Rip demonstrates the "fast" way to make Texas Chili.
https://youtu.be/iWgfdytTd8o
Rip demonstrates the "fast" way to make Texas Chili.
https://youtu.be/iWgfdytTd8o
Enjoyed. Got a few points and questions
1) @ 35 minutes, how much water did you add?
2) have you used cornstarch to thicken ever, or just flour?
3) good work with the editing... Looked like one of the cameras was jacked up a bit,and the team was able to work around it.
4) looks like the texas Cafe method of hygiene was about the same as Palios Bros. If people only knew.....
5) are the addition of beans a 'New Mexico' thing?
1. Enough to cover the meat completely.
2. Cornstarch produces a different texture. I did it once.
3. We had a problem.
4. It was. I rely on heat to solve any problems.
5. Beans are a New York thing.
Thanks for doing that, the chili looked great and I am looking forward to trying to make it.
Did you say you were using a Sabatier knife? If so what is your opinion? I am looking to get my wife a new set.
Have you ever tried using beef stock instead of water for this (around the 35 min mark) and if so, how was it?
"Chili should have no recognizable pieces of anything in it except the meat." I am in total agreement.
I think this was addressed in the video, but not sure. Do the cuts of beef matter at all? Or can we get the least expensive?
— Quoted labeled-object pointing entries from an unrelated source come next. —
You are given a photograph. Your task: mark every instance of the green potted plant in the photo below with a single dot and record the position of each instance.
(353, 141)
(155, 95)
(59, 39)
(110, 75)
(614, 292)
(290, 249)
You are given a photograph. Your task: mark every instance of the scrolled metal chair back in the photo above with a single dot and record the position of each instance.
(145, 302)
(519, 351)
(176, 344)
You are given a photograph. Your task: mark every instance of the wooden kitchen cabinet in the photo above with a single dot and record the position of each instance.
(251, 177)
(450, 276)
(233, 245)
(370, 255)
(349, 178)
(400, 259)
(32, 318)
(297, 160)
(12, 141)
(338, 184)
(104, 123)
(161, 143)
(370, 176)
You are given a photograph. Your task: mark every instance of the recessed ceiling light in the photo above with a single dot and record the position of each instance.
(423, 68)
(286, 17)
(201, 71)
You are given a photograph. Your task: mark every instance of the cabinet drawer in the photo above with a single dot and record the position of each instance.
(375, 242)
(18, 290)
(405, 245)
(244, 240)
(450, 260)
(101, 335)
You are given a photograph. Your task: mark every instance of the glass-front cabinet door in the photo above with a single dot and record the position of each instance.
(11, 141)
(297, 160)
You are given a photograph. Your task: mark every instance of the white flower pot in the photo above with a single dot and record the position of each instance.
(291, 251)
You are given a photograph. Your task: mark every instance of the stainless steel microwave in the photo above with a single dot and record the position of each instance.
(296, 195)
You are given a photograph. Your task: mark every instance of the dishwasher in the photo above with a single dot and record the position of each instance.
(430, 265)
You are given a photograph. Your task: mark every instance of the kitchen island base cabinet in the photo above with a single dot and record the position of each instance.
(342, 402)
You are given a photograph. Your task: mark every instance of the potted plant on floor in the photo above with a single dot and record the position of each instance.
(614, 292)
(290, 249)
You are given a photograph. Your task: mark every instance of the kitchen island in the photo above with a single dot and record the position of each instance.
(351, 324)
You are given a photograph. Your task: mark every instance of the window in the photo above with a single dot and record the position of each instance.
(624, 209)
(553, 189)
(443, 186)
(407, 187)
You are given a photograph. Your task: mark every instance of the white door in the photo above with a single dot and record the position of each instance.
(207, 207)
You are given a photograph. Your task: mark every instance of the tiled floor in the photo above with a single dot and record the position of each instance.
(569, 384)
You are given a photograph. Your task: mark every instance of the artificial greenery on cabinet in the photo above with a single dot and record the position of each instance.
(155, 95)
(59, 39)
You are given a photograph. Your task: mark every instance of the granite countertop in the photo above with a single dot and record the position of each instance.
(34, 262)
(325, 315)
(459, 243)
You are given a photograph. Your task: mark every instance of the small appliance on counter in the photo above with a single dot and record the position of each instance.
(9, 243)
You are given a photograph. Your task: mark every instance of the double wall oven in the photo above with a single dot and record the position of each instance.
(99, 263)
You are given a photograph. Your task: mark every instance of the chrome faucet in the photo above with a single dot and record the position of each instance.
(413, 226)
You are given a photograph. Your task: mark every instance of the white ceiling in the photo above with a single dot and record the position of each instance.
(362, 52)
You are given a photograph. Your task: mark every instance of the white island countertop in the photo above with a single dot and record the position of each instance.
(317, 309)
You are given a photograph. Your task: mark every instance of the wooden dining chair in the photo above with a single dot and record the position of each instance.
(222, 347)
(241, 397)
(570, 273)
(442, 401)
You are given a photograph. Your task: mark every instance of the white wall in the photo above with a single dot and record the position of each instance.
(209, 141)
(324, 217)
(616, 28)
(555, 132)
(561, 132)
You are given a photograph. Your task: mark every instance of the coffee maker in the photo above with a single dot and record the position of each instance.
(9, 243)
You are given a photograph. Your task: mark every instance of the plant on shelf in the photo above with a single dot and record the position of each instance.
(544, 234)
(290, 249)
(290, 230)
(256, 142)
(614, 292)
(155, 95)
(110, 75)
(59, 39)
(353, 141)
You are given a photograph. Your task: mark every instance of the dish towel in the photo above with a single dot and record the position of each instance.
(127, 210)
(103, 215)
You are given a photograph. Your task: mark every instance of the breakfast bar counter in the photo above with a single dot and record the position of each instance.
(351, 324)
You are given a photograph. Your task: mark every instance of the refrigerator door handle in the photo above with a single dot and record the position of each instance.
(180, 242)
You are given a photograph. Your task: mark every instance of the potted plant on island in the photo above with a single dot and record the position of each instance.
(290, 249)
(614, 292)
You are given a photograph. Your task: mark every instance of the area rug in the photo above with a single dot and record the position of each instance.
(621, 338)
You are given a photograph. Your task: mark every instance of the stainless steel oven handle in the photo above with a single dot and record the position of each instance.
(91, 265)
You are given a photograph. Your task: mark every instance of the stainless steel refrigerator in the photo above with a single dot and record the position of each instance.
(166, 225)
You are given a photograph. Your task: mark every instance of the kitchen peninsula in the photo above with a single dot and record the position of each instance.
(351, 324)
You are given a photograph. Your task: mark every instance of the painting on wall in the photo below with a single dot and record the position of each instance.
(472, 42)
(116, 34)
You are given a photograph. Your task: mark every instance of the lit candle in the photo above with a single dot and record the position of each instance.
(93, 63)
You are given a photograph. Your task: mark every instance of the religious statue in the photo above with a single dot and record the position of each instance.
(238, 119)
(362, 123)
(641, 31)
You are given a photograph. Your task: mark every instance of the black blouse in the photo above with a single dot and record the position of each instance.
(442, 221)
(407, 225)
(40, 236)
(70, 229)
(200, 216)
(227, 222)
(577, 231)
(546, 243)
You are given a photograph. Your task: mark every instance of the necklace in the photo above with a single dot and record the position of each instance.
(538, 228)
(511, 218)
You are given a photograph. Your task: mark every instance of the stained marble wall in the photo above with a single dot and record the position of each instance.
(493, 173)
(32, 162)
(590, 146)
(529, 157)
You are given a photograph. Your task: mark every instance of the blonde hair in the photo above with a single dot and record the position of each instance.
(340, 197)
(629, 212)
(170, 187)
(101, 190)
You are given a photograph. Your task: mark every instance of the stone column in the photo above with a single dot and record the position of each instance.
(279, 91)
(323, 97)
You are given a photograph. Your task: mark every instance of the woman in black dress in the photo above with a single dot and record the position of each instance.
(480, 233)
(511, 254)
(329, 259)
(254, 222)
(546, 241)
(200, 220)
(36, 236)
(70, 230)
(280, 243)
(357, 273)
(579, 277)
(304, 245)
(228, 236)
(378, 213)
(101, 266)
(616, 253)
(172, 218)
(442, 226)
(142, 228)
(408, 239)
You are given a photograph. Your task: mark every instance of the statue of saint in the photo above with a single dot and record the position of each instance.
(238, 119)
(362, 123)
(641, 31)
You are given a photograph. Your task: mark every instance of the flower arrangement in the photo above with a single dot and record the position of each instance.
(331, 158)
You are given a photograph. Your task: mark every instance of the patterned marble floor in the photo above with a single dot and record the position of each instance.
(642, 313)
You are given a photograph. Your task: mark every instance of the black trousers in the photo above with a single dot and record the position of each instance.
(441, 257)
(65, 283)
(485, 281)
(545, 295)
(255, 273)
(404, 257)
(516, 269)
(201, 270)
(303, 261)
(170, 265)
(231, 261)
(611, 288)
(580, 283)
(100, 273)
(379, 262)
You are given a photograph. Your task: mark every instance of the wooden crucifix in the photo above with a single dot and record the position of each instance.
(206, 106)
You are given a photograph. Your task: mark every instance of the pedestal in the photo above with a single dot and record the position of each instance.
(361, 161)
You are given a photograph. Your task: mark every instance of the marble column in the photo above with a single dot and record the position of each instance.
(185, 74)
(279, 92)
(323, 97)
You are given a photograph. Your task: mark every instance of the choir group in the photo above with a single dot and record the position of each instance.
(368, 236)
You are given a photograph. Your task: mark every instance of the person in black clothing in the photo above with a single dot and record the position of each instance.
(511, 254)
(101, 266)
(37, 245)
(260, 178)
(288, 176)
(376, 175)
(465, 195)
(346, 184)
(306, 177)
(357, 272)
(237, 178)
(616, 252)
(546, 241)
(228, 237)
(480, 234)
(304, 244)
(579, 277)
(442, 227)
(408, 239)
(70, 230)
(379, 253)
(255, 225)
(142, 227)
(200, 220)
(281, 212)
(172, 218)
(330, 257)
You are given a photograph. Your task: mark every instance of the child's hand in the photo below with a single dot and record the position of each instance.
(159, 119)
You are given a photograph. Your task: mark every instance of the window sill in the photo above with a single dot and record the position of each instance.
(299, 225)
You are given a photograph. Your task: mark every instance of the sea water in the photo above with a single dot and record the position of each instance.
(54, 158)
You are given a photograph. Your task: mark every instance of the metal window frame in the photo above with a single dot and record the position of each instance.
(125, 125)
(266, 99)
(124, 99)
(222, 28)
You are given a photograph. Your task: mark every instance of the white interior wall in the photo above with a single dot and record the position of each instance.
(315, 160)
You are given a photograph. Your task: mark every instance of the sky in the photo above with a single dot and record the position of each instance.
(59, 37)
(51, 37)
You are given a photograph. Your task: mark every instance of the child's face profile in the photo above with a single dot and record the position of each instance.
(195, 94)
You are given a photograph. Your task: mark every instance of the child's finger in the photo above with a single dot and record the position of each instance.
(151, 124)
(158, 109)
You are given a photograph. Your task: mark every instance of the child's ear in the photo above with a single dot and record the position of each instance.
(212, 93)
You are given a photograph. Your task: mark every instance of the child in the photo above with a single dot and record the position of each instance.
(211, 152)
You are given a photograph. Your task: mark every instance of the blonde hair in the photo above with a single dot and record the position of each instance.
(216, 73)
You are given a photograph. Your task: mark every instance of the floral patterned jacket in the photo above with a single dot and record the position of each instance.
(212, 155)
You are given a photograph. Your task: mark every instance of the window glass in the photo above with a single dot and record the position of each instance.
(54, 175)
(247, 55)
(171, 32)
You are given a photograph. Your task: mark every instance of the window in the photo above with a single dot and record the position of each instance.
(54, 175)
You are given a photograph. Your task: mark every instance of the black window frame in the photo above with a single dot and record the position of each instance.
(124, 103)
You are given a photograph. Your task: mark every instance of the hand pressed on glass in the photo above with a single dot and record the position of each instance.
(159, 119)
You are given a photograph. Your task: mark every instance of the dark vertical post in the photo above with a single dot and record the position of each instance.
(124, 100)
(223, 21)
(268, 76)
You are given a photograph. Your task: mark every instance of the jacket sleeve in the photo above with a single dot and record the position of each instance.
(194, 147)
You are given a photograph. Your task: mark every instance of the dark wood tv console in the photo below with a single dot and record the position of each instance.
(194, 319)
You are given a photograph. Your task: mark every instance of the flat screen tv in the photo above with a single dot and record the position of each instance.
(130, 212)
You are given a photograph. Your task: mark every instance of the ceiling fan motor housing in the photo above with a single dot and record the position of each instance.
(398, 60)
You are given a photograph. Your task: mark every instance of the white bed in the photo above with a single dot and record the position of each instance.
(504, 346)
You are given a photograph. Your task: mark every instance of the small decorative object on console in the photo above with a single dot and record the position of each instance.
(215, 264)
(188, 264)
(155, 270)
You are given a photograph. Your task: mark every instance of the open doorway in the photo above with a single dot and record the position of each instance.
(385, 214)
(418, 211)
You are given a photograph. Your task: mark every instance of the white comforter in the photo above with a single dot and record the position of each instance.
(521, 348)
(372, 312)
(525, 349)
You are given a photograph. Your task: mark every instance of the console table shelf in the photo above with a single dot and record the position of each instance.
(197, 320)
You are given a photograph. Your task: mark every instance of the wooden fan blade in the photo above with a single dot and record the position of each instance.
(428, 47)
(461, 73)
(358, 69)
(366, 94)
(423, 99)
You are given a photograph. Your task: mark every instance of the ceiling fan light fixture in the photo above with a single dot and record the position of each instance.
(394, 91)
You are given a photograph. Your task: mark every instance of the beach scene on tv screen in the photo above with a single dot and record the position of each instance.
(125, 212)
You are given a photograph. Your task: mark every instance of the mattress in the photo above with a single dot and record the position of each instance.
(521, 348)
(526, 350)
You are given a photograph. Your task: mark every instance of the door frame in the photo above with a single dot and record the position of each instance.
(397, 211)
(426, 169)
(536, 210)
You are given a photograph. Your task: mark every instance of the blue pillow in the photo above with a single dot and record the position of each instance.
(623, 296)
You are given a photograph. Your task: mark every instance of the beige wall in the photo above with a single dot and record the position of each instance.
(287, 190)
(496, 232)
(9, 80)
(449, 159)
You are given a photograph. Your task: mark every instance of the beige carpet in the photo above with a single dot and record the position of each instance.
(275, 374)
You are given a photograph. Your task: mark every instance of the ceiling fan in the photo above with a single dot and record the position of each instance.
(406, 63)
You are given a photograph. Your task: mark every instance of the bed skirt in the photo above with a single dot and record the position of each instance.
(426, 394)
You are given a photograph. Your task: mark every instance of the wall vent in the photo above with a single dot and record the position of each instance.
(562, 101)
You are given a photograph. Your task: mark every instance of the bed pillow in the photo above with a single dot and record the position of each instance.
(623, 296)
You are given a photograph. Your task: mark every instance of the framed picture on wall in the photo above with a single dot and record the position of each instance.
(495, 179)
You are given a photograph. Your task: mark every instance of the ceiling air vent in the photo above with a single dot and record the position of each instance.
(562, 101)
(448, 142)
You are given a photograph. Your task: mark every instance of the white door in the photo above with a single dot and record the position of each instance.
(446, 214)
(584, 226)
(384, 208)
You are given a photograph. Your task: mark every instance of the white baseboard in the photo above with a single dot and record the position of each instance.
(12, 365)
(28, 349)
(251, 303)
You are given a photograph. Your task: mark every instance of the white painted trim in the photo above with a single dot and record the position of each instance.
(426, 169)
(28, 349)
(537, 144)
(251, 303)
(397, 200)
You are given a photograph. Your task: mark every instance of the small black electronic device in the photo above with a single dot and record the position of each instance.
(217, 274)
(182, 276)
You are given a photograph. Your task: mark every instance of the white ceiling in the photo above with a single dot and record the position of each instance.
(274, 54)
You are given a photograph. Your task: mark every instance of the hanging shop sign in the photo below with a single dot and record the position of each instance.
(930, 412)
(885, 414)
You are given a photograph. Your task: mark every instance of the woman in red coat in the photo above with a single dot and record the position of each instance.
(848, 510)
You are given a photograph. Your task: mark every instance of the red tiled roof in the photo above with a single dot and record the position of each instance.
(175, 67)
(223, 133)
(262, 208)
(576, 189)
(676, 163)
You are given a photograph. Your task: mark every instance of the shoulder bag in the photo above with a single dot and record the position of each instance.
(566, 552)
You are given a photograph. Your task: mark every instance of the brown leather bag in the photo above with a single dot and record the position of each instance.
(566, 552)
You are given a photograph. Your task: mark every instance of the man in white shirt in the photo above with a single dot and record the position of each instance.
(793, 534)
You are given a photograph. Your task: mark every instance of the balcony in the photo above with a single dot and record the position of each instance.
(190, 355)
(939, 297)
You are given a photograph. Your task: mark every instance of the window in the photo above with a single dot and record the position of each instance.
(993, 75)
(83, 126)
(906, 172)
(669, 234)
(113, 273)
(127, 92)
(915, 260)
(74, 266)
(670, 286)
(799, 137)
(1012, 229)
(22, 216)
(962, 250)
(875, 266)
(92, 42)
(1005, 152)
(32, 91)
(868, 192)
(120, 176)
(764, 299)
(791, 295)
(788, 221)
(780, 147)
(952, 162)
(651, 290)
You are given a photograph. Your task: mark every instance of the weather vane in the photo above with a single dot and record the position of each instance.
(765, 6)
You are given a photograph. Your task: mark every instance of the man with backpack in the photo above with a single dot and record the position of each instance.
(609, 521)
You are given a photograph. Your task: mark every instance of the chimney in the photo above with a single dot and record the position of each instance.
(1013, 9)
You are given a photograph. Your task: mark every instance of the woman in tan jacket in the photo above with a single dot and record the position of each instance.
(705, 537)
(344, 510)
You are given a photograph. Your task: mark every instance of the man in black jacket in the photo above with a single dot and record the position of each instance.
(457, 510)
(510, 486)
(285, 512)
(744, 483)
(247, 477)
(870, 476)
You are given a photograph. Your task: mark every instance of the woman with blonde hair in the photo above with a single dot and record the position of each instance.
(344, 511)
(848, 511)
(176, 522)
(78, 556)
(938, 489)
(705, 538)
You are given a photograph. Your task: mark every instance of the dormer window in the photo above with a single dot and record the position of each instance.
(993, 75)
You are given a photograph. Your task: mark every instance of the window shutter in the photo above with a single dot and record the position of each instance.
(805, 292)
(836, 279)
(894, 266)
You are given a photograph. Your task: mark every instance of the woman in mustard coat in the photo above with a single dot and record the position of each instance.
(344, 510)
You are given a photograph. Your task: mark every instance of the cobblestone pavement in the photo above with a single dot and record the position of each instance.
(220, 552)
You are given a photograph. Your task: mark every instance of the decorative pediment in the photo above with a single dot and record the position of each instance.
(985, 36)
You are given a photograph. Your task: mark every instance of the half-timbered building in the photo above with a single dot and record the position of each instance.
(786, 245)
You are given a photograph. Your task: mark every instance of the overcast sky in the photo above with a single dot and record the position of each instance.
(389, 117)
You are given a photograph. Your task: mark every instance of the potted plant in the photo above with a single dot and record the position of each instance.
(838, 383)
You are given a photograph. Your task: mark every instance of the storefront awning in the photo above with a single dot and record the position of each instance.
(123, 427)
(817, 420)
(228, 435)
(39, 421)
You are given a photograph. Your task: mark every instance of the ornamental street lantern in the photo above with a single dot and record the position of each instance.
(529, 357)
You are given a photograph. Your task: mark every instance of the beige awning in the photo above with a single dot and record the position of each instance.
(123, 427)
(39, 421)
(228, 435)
Does it have to be all beef? Or can the cuts be of any red meat? Could you use pork, as an example?
And for the ground meat, 80-20? And also, could you use pork, or any other meat? (I don't think I have access to venicen).
As I said in the video, the meat doesn't matter in chili, since all you taste is the spices. You can make chili out of shoes, if can boil them long enough to get tender. Pork is fine. Feral hog is fine. Venison is fine. Tough beef is fine. The only thing I wouldn't use is fish.
Sometimes the Mrs's cooking has nothing recognizable, and I am in total agreement.
When you say "gamey" I can relate that to kangaroo a very lean meat, which to me when compared with feed lot fed beef tastes gamey due to the grasses they eat, they taste earthy. However with the amount of spices you used and as you say the spice would cancel out any meat or "game" meat taste in that Texan stew.
Is there a Texan dish with underground mutton (rabbit)?